In each of the situations depicted by photographs below, the esthetic concern is a direct result of something the patient DID, or what was DONE TO THEM. These things tend to accumulate over time as the patient ages.

Wear to the teeth – either due to the natural teeth grinding on each other because of functional habits on the part of the person, or a more aggressive wear caused by ceramic restorations of some teeth that grind away opposing natural teeth.

Teeth Worn Flat and Lips Closer Together
Porcelain Grinding Lower Teeth

Erosion of the teeth – on the inside of the mouth potentially due to Bulemia, where the stomach acid dissolves away the enamel – or on the outside of the teeth often from eating lots and lots of lemons. I’ve had patients that loved to eat lemons. When observing their eroded teeth I would typically just ask from the start how many lemons per day they ate, and the answer was usually 5 of 6 – entire lemons. My theory, by the way, is that these people have some kind of malfunction of their SOUR taste buds, so that lemons TASTE sweet.
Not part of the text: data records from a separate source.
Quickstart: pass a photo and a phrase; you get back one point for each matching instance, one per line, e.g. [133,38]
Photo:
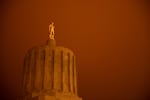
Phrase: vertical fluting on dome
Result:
[50,70]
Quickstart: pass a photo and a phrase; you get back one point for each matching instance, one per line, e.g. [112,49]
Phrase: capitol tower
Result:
[49,72]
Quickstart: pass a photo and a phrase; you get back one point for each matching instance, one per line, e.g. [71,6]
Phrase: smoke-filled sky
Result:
[110,38]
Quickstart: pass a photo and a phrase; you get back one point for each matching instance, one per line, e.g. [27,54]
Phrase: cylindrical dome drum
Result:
[50,69]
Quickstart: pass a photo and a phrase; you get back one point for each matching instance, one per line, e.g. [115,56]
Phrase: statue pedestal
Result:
[48,97]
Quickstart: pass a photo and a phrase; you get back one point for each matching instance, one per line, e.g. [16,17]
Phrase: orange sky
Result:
[109,37]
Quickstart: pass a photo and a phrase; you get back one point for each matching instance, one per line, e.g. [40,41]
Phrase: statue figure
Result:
[51,30]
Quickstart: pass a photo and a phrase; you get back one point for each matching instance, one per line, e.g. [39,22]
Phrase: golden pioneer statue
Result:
[49,72]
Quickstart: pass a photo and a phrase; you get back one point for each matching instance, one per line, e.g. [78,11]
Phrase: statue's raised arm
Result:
[51,30]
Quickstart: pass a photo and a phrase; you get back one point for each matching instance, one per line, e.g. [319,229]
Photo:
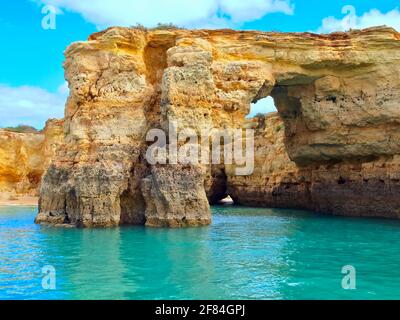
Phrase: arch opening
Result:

Facial Erosion – perhaps by eating lemons

Fracture of the teeth – commonly the top front teeth, where they are hit my something preferentially, as they are more protruded. I have a fractured corner of a central incisor, due to running into a sliding glass door as I was moving into a new house! If they had only NOT cleaned the glass so well ….

Old crowns and restorations – when the dentist installs crowns into a patient’s mouth, if the opacity, or shape or position of the crowns is poorly chosen, it will have an esthetic impact. On the other hand, they may be nicely done, but over time the gumline recedes and shows a discoloration at the edge of the crowns either due to some metal showing, or because some of the root is showing. In either instance, this is not esthetically pleasing.

Poorly Made Crowns with Receding Tissues showing the margins
Patient with Composite Veneers Placed on Upper Front Teeth

This patient had composite resin veneering done on the canines and incisors. They have a pasty look and the central incisors are bulgy looking compared to how they should look. It is possible that the dentist filled in a space (diastema) between the centrals and made them unnaturally wide as a consequence. The replacement of these with porcelain veneers will be shown in Chapter V.18.


Bottom Line for Esthetic Deviations

The bottom line in this section is that there are variations in the structures in and around the mouth that have impact on our appearance, but that it is our response to this impact that determines whether or not we elect to do something about it. Sometimes it is clear that we will just let things be, and sometimes it is clear that just to be perceived as “normal” we will have to have a procedure done.

The subject of cosmetic dentistry is a fascinating one. The field really became viable only since I’ve been in dentistry, in the late 80s. It was the advent and acceptance of composite resin restorative materials that opened up this field. One can state that the development of “composites” was the most impactful invention for dentistry since the amalgam, but also, as soon as we had this cosmetic capability, dentists started representing themselves as “cosmetic dentists”, because there is more profit to be made in cosmetic procedures. There was clearly a shift in the center of ethical gravity of the field of dentistry as soon as dentist’s capabilities extended beyond just repair of damage and decay, to the involvement in changing appearance.